ZHOU Zhiqi, LI Peijun   

  1. Institute of Remote Sensing and GIS, School of Earth and Space Sciences, Peking University, Beijing 100871
  • Received:2024-04-01 Revised:2024-05-06 Online:2025-05-20 Published:2025-05-20
  • Contact: LI Peijun, E-mail: pjli(at)pku.edu.cn

利用光谱–空间聚类的多光谱图像岩性分类

周治岐, 李培军   

  1. 北京大学地球与空间科学学院遥感所, 北京 100871
  • 通讯作者: 李培军, E-mail: pjli(at)pku.edu.cn
  • 基金资助:
    遥感信息与图像分析技术国家级重点实验室基金(6142A010302)资助

Abstract:

To address the class confusion caused by using only spectral features in image clustering for lithological recognition and classification based on multispectral- hyperspectral data, spectral-spatial features are used in multispectral image clustering. Two ways are adopted to include spatial information in clustering.
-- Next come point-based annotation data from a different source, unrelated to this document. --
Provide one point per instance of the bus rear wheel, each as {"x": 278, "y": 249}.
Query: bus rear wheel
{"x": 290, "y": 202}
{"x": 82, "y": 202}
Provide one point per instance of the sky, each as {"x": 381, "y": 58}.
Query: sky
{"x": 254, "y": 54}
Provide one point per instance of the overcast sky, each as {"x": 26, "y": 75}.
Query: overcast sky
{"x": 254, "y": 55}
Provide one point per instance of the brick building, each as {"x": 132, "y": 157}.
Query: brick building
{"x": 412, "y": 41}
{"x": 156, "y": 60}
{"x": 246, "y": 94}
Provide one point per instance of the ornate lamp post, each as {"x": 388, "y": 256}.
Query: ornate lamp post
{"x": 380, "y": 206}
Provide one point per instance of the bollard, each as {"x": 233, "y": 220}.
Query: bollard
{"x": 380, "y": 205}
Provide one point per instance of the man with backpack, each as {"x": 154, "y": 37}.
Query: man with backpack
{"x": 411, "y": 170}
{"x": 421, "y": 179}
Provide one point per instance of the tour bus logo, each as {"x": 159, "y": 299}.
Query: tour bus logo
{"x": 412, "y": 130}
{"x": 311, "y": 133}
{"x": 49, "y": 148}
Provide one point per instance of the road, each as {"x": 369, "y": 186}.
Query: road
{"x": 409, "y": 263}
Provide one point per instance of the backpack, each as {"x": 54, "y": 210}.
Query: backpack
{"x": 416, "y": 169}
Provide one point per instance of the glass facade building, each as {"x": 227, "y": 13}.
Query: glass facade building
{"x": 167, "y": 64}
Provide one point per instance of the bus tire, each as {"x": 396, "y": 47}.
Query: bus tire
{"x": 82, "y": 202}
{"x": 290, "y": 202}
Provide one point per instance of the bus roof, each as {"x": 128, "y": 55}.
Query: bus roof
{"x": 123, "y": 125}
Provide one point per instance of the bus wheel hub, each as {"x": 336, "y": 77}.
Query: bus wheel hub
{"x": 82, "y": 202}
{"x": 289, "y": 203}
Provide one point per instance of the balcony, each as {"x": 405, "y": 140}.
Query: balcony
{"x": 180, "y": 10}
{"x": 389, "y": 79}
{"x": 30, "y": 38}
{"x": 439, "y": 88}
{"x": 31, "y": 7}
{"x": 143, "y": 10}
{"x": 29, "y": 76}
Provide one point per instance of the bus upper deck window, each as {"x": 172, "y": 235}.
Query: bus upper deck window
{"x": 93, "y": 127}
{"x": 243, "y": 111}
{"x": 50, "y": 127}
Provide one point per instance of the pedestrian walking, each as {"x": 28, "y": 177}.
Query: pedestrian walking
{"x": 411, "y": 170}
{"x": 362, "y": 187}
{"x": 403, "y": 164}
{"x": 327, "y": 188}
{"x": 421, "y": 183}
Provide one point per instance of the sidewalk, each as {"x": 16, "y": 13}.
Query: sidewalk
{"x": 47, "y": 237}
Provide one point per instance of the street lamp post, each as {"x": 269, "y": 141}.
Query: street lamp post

First, multi-scale images are generated using discrete wavelet transform, and are successively clustered from coarse to fine scale images. Second, the spatial class membership probability is calculated using Markov random field model in different image scales, and the combined spectral-spatial class membership probability is then obtained. Finally, the final clustering results are obtained by combining the spectral-spatial clustering results of multiple scales. ASTER multispectral data were used for lithological mapping, and compared with the spectral clustering method based on Gaussian mixture model clustering (spectral clustering), the filtering after spectral clustering, and the spectral-spatial clustering on original image. The results show that the method of spectral-spatial clustering on multiscale image adopted obtained higher accuracies of lithological mapping than the above three comparative methods. Using spectral and spatial information at multi-scales in clustering is an effective method for lithological mapping. The method is applicable to lithological mapping in areas where training samples are difficult to obtain. 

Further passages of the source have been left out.